The CFrame garbage didn’t seem to be a bottleneck for me in my use case so I didn’t investigate something like that. I could reconsider this, you’re right that most use cases would benefit from it.

(And @tnavarts, I believe this is what you were saying)
I believe the most performant way to cleanup arrays is actually to discard the array. Sure, it’ll cause more GC, and sure, it’ll need to do a whole new table allocation. However, if you look at what has to happen, you’ve got two choices. Firstly, on GC you may get a ton of CFrame collections when your table is discarded, however, this will also happen if you clear it. An easy solution to this is to hold all of your CFrames in a “keep-alive” table to prevent them from GCing and slowly cleaning out that table, but, it’s not really necessary to do this as GC in a majority of cases is quite speedy. Secondly, clearing out a table takes the length of that table iterations. An allocation usually can just involve multiplying
couple numbers together and throwing that into an allocation function. So, basically, ignoring what goes on in the allocation itself since that can’t be controlled, that’s one iteration vs hundreds or thousands of iterations to clear out that table, and thus, it’s likely many many times more efficient to simply discard the table and leave the rest to the garbage collector and the allocation functions used.

Additionally, I prefer to avoid table.insert in as many cases as it might make sense as it’ll make an extra __len call every time which isn’t exactly the most performant in some of my cases (particularly massive data processing in my compression algorithm benchmarks) where I could be doing upwards of a hundred thousand to maybe even a million table.insert calls depending on input data.

Lastly, rather than clearing out your table and rebuilding, you could instead use two tables. One which maps keys to values and values to keys in the array, and one that is the array. This way if you need to update the CFrame of a specific object, simply lookup its array index and bam set the CFrame in the cframes table. If you want to delete the entry,

-- Note, again it'd probably be best to use table.create if you want to populate the table. If you need to populate it and it has old stuff you want to keep, table.move is the best option and you can just allocate a new table with the add length and the old length and copy the values from the old table to the newly allocated table.
local cframes = {}
local parts = {}
local indexMap = {}
local bulkMoveListLength = 0

-- In order to BulkMoveTo
workspace:BulkMoveTo(parts, cframes, Enum.BulkMoveMode.FireCFrame)

-- In order to add an entry to the table
local part, cframe -- Assume these aren't nil
bulkMoveListLength += 1 -- Increment the length
local index = bulkMoveListLength -- Store it in a new variable for the index
-- Store the part and cframe in the lists
parts[index] = part
cframes[index] = cframe
-- Map the indexes to their values in the arrays
indexMap[part] = index
indexMap[cframe] = index -- Note: Even if the CFrame values are unique and cf1 == cf2, they are still unique userdatas which is useful in this case, however, setting two part's CFrames to the same CFrame object will not work so it's important to copy the CFrame in that case or just simply ignore the cframe index in the map.

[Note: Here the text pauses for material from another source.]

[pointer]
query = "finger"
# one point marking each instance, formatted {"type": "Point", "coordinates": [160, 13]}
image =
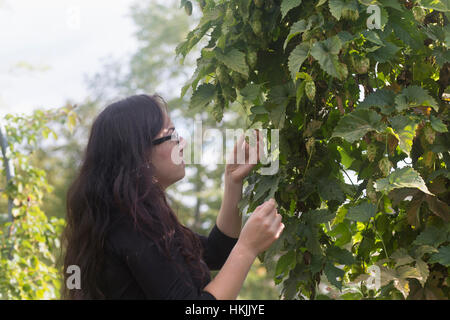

-- In order to update a part's cframe
local part, cframe -- Again, assume non nil
local index = indexMap[part] -- This will be the old index
indexMap[cframe] = index -- See note above too
cframes[index] = cframe
-- You can do a hybrid of this and the above by checking "if indexMap[part]" (so if index here for example)

Where did you hear this? According to the Lua 5.1 source, table.insert never does a call to __len. In fact, it just checks the length of the table without invoking metamethods. If your table only has an array part, this behavior is O(1).